Validation of an automated ASPECTS method on non-contrast computed tomography scans of acute ischemic stroke patients


Kuang H., Qiu W., Najm M., Dowlatshahi D., Mikulik R., Poppe A. Y., ...More

INTERNATIONAL JOURNAL OF STROKE, vol.15, no.5, pp.528-534, 2020 (SCI-Expanded) identifier identifier identifier

  • Publication Type: Article / Article
  • Volume: 15 Issue: 5
  • Publication Date: 2020
  • Doi Number: 10.1177/1747493019895702
  • Journal Name: INTERNATIONAL JOURNAL OF STROKE
  • Journal Indexes: Science Citation Index Expanded (SCI-EXPANDED), Scopus, Academic Search Premier, EMBASE, MEDLINE
  • Page Numbers: pp.528-534
  • Bezmialem Vakıf University Affiliated: Yes

Abstract

Background The Alberta Stroke Program Early CT Score (ASPECTS) is a systematic method of assessing the extent of early ischemic change on non-contrast computed tomography in patients with acute ischemic stroke. Our objective was to validate an automated ASPECTS scoring method we recently developed on a large data set. Materials and methods We retrospectively collected 602 acute ischemic stroke patients' non-contrast computed tomography scans. Expert ASPECTS readings on non-contrast computed tomography were compared to automated ASPECTS. Statistical analyses on the total ASPECTS, region level ASPECTS, and dichotomized ASPECTS (<= 4 vs. >4) score were conducted. Results In total, 602 scans were evaluated and 6020 (602 x 10) ASPECTS regions were scored. Median time from stroke onset to computed tomography was 114 min (interquartile range: 73-183 min).
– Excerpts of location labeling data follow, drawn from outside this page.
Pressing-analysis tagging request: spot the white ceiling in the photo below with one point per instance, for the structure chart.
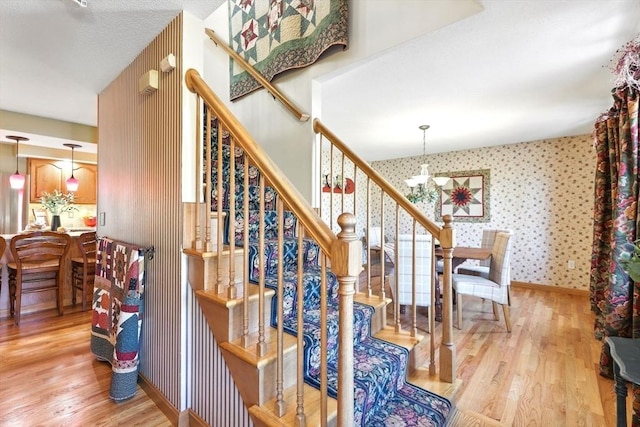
(518, 70)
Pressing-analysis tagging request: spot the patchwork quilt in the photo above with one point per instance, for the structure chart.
(279, 35)
(117, 312)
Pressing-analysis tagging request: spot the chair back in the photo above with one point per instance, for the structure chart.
(499, 270)
(422, 271)
(374, 237)
(88, 245)
(39, 250)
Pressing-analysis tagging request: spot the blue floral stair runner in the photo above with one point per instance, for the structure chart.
(382, 395)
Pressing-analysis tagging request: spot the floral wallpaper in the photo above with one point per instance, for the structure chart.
(542, 190)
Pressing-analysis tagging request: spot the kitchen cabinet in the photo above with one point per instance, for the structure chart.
(49, 175)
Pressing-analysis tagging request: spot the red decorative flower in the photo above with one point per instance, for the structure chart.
(461, 196)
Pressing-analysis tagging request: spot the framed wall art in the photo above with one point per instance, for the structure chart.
(465, 196)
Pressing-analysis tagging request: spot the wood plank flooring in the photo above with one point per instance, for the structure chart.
(542, 374)
(49, 377)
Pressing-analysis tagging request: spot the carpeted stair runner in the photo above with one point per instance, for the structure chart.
(382, 395)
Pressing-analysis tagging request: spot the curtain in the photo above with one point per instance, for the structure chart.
(615, 298)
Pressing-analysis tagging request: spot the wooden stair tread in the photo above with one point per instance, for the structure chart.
(265, 414)
(223, 300)
(421, 377)
(402, 338)
(373, 301)
(226, 250)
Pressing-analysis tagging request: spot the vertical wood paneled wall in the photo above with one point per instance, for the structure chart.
(139, 192)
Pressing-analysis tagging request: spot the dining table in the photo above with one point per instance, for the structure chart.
(464, 253)
(460, 255)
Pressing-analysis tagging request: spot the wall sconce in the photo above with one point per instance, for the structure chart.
(148, 83)
(17, 179)
(72, 182)
(168, 63)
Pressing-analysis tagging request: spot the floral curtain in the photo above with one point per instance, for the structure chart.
(615, 298)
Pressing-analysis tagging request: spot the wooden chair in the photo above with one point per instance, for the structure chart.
(83, 268)
(482, 269)
(38, 265)
(496, 287)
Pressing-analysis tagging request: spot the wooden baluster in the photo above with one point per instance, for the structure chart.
(301, 418)
(197, 242)
(448, 366)
(261, 349)
(383, 295)
(245, 256)
(414, 307)
(219, 212)
(232, 290)
(207, 186)
(368, 207)
(280, 408)
(396, 275)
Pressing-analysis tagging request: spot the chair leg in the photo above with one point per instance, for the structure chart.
(459, 308)
(17, 302)
(507, 316)
(84, 290)
(60, 294)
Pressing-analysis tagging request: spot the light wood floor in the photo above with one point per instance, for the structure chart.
(49, 377)
(542, 374)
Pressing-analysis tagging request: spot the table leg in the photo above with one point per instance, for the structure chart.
(621, 393)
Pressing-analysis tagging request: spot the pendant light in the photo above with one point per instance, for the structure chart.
(17, 179)
(421, 190)
(72, 182)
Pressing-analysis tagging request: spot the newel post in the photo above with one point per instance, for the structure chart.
(346, 262)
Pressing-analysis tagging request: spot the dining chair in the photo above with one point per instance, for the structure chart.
(494, 288)
(482, 269)
(38, 265)
(83, 267)
(414, 265)
(377, 243)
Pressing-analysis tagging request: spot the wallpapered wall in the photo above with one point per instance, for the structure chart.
(542, 190)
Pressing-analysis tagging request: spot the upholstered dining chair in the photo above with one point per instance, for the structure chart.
(83, 267)
(494, 288)
(414, 265)
(482, 269)
(38, 265)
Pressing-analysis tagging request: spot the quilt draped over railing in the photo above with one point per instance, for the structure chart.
(117, 312)
(281, 35)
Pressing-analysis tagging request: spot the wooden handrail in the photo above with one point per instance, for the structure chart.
(445, 235)
(303, 117)
(421, 218)
(313, 224)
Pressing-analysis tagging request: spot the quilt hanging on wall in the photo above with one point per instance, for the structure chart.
(465, 196)
(118, 296)
(279, 35)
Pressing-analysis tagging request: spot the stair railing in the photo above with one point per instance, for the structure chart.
(341, 251)
(337, 160)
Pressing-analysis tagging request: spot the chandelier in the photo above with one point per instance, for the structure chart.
(421, 185)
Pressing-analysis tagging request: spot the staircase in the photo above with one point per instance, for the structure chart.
(282, 308)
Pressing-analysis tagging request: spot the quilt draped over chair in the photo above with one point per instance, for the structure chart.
(117, 312)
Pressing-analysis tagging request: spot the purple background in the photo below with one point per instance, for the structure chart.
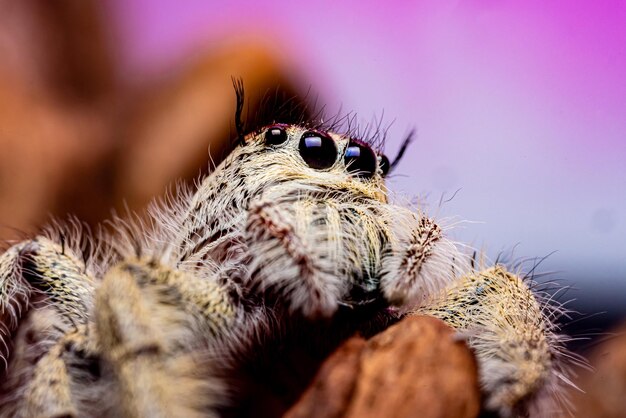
(520, 104)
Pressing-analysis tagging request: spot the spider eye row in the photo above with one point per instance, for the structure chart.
(319, 151)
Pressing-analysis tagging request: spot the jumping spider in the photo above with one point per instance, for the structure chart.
(290, 240)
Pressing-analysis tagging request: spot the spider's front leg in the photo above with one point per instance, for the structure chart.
(157, 327)
(46, 291)
(519, 353)
(510, 331)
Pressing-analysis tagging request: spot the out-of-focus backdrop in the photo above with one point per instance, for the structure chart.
(519, 106)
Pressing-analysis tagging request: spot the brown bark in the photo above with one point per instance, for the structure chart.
(415, 368)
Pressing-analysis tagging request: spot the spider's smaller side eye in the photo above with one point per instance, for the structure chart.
(385, 165)
(360, 159)
(318, 150)
(275, 135)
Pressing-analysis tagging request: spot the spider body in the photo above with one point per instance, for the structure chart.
(290, 239)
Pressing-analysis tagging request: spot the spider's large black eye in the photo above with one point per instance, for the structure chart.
(385, 165)
(275, 135)
(360, 160)
(318, 150)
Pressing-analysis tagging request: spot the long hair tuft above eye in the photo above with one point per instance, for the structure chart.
(240, 100)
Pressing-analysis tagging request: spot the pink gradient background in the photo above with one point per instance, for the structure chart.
(520, 104)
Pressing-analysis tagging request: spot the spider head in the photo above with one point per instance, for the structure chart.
(318, 222)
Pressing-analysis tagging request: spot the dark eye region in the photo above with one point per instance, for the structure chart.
(360, 159)
(275, 135)
(318, 150)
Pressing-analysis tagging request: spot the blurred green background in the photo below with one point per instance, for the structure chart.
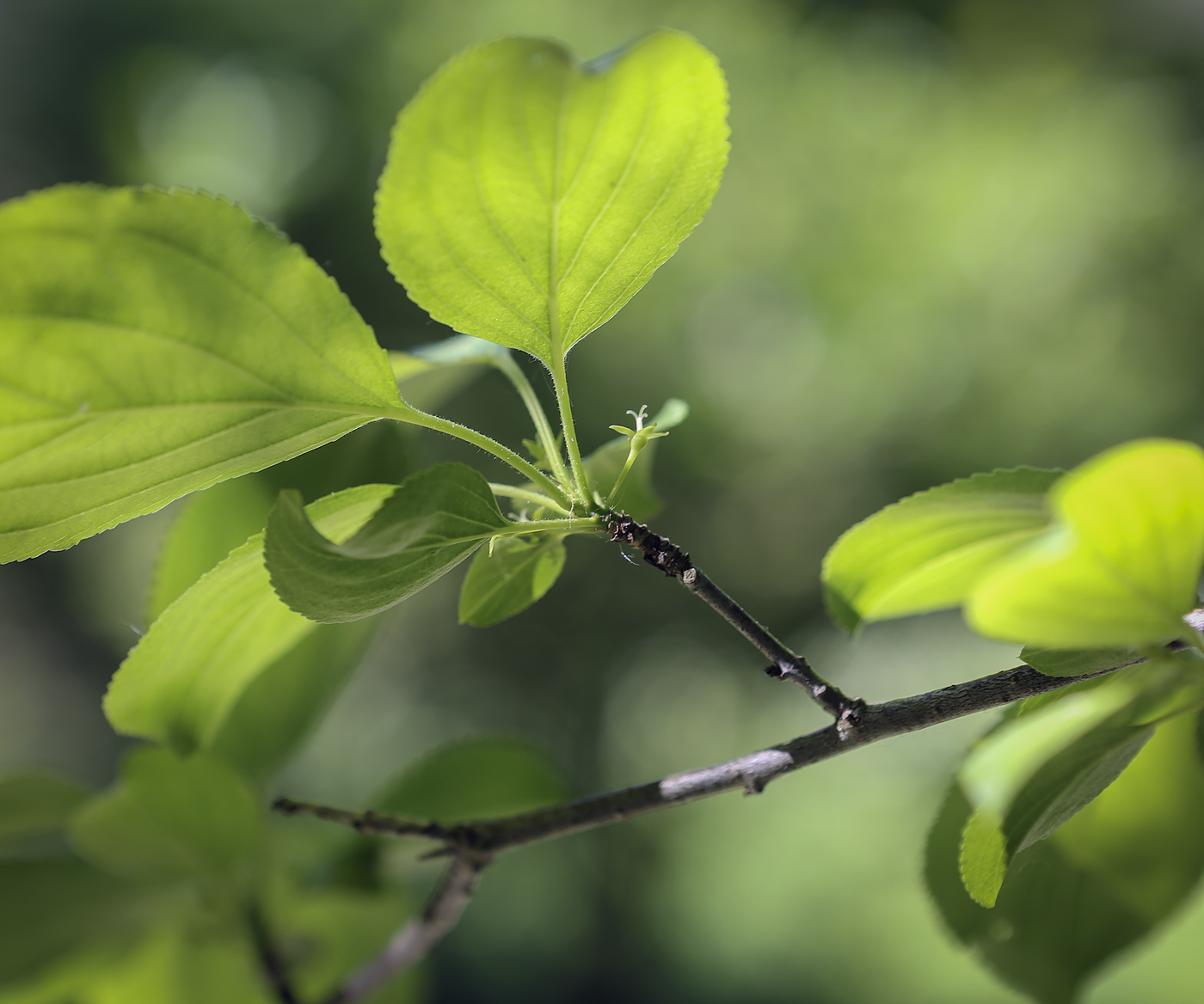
(953, 236)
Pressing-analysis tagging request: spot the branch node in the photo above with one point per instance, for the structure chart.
(851, 718)
(754, 785)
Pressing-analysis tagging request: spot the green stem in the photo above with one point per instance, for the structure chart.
(526, 495)
(620, 480)
(542, 426)
(491, 445)
(1195, 640)
(560, 382)
(544, 525)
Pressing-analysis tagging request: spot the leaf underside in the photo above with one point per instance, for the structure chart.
(153, 343)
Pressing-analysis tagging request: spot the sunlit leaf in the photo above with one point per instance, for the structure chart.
(153, 343)
(1037, 769)
(926, 552)
(527, 196)
(169, 817)
(212, 523)
(1091, 889)
(475, 779)
(505, 583)
(1119, 566)
(427, 526)
(183, 679)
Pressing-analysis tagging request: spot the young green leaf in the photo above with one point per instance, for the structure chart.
(427, 526)
(505, 583)
(926, 552)
(1119, 566)
(636, 498)
(169, 817)
(527, 196)
(1093, 887)
(475, 779)
(183, 679)
(154, 343)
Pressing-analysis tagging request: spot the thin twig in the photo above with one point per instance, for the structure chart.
(664, 554)
(268, 958)
(415, 941)
(752, 772)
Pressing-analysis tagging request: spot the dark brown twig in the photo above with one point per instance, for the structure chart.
(268, 958)
(415, 941)
(664, 554)
(750, 773)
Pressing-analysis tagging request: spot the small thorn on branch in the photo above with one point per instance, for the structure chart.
(664, 554)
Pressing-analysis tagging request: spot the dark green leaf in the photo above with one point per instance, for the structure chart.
(427, 526)
(52, 907)
(1095, 886)
(211, 525)
(636, 498)
(1120, 565)
(169, 817)
(154, 343)
(1077, 662)
(527, 196)
(926, 552)
(285, 702)
(505, 583)
(34, 807)
(1033, 772)
(475, 779)
(182, 680)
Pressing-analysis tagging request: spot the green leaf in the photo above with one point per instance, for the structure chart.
(1119, 566)
(183, 679)
(475, 779)
(527, 196)
(926, 552)
(427, 526)
(430, 375)
(983, 859)
(211, 525)
(169, 817)
(1003, 762)
(34, 807)
(1077, 662)
(1035, 771)
(636, 498)
(334, 931)
(505, 583)
(53, 907)
(283, 703)
(154, 343)
(1093, 887)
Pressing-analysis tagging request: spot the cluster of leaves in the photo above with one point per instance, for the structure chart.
(1071, 830)
(163, 343)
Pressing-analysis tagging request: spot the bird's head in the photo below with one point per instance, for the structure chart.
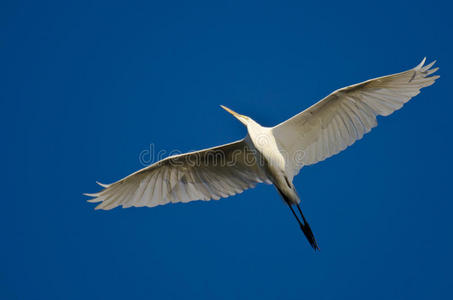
(244, 119)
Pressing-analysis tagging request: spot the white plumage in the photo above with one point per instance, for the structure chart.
(272, 155)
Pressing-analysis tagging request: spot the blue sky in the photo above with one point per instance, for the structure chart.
(87, 86)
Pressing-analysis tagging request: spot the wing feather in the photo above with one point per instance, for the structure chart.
(345, 115)
(212, 173)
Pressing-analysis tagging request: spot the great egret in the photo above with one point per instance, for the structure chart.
(270, 154)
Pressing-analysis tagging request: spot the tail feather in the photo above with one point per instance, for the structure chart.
(304, 226)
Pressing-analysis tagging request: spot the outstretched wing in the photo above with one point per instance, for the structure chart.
(344, 116)
(202, 175)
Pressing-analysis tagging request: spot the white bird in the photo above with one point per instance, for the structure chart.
(270, 154)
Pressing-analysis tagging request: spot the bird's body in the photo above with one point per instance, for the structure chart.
(270, 154)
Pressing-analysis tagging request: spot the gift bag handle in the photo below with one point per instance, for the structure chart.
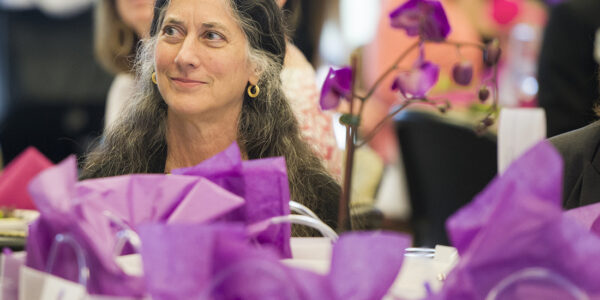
(126, 234)
(302, 210)
(536, 273)
(67, 239)
(317, 224)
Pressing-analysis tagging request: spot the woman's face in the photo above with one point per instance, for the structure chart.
(137, 14)
(201, 60)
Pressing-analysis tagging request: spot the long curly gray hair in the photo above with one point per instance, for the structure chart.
(267, 127)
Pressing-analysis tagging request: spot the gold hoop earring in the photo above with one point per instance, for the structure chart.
(256, 91)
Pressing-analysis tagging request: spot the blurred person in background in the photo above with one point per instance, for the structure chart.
(119, 26)
(580, 150)
(568, 71)
(385, 48)
(299, 85)
(208, 76)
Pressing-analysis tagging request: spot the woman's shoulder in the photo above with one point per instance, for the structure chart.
(578, 147)
(582, 140)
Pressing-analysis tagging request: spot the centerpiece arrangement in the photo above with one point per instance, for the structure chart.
(426, 21)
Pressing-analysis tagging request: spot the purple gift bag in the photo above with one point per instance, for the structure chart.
(87, 211)
(216, 261)
(263, 184)
(515, 241)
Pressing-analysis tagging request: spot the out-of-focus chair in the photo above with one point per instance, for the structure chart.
(52, 92)
(446, 165)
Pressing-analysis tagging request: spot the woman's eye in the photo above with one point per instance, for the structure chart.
(213, 36)
(170, 31)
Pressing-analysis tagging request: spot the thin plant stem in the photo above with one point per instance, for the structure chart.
(345, 196)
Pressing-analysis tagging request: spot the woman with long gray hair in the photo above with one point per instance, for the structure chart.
(208, 76)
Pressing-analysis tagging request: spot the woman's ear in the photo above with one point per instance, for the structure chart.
(281, 3)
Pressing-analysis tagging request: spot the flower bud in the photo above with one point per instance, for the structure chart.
(491, 53)
(462, 72)
(483, 94)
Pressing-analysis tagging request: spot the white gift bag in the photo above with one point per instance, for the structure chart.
(10, 264)
(38, 285)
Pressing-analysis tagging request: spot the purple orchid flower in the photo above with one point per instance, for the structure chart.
(415, 83)
(424, 18)
(337, 85)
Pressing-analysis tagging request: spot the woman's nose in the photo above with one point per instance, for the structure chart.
(188, 56)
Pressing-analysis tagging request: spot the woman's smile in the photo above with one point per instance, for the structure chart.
(187, 82)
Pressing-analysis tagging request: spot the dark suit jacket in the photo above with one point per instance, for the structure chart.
(567, 71)
(581, 153)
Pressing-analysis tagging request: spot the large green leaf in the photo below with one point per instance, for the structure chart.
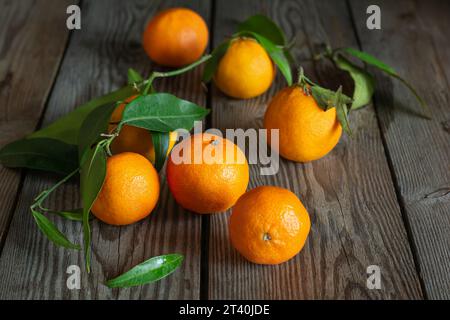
(364, 82)
(41, 154)
(212, 64)
(264, 26)
(275, 53)
(371, 60)
(92, 176)
(162, 112)
(51, 232)
(149, 271)
(93, 125)
(161, 146)
(66, 128)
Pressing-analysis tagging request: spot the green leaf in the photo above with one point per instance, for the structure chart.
(66, 129)
(364, 82)
(73, 215)
(92, 176)
(369, 59)
(341, 111)
(40, 154)
(148, 271)
(134, 77)
(211, 64)
(264, 26)
(161, 145)
(93, 125)
(275, 53)
(325, 98)
(162, 112)
(51, 232)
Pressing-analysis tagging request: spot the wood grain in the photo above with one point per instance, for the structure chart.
(418, 149)
(356, 220)
(96, 62)
(25, 26)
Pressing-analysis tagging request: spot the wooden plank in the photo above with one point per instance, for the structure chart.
(26, 26)
(96, 62)
(415, 44)
(356, 220)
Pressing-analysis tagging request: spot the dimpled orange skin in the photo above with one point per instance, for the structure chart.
(130, 191)
(175, 37)
(206, 187)
(134, 139)
(307, 132)
(245, 71)
(269, 225)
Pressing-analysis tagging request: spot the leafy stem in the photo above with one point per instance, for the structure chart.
(157, 74)
(46, 193)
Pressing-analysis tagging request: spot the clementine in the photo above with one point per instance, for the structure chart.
(130, 190)
(175, 37)
(307, 132)
(245, 71)
(269, 225)
(213, 175)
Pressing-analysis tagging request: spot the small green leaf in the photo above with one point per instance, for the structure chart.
(364, 82)
(162, 112)
(92, 176)
(134, 77)
(275, 53)
(73, 215)
(67, 128)
(161, 146)
(212, 64)
(93, 125)
(325, 98)
(51, 232)
(264, 26)
(40, 154)
(148, 271)
(341, 111)
(369, 59)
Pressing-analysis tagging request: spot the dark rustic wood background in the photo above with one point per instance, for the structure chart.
(381, 197)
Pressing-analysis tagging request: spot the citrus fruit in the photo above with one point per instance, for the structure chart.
(245, 71)
(175, 37)
(130, 190)
(269, 225)
(134, 139)
(214, 175)
(306, 131)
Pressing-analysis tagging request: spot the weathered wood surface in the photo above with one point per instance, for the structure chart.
(416, 35)
(25, 26)
(96, 62)
(381, 197)
(356, 220)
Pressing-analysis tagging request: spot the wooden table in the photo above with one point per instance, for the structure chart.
(380, 198)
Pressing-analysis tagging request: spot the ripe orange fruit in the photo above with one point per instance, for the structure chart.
(130, 190)
(215, 182)
(269, 225)
(175, 37)
(307, 132)
(134, 139)
(245, 71)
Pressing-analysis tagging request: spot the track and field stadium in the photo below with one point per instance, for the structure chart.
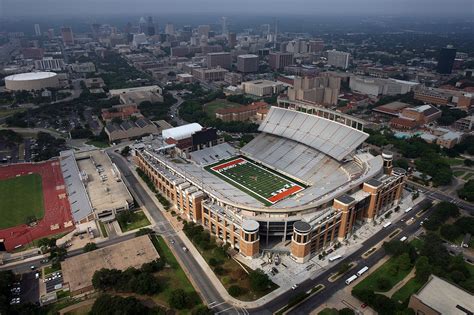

Total ASPECTS for the 602 patients generated by the automated method agreed well with expert readings (intraclass correlation coefficient): 0.65 (95% confidence interval (CI): 0.60-0.69). Region level analysis showed that the automated method yielded accuracy of 81.25%, sensitivity of 61.13% (95% CI: 58.4%-63.8%), specificity of 86.56% (95% CI: 85.6%-87.5%), and area under curve of 0.74 (95% CI: 0.73-0.75). For dichotomized ASPECTS (<= 4 vs. >4), the automated method demonstrated sensitivity 97.21% (95% CI: 95.4%-98.4%), specificity 57.81% (95% CI: 44.8%-70.1%), accuracy 93.02%, and area under the curve of 0.78 (95% CI: 0.74-0.81). For each individual region (M1-6, lentiform, insula, and caudate), the automated method demonstrated acceptable performance. Conclusion The automated system we developed approached the stroke expert in performance when scoring ASPECTS on non-contrast computed tomography scans of acute ischemic stroke patients.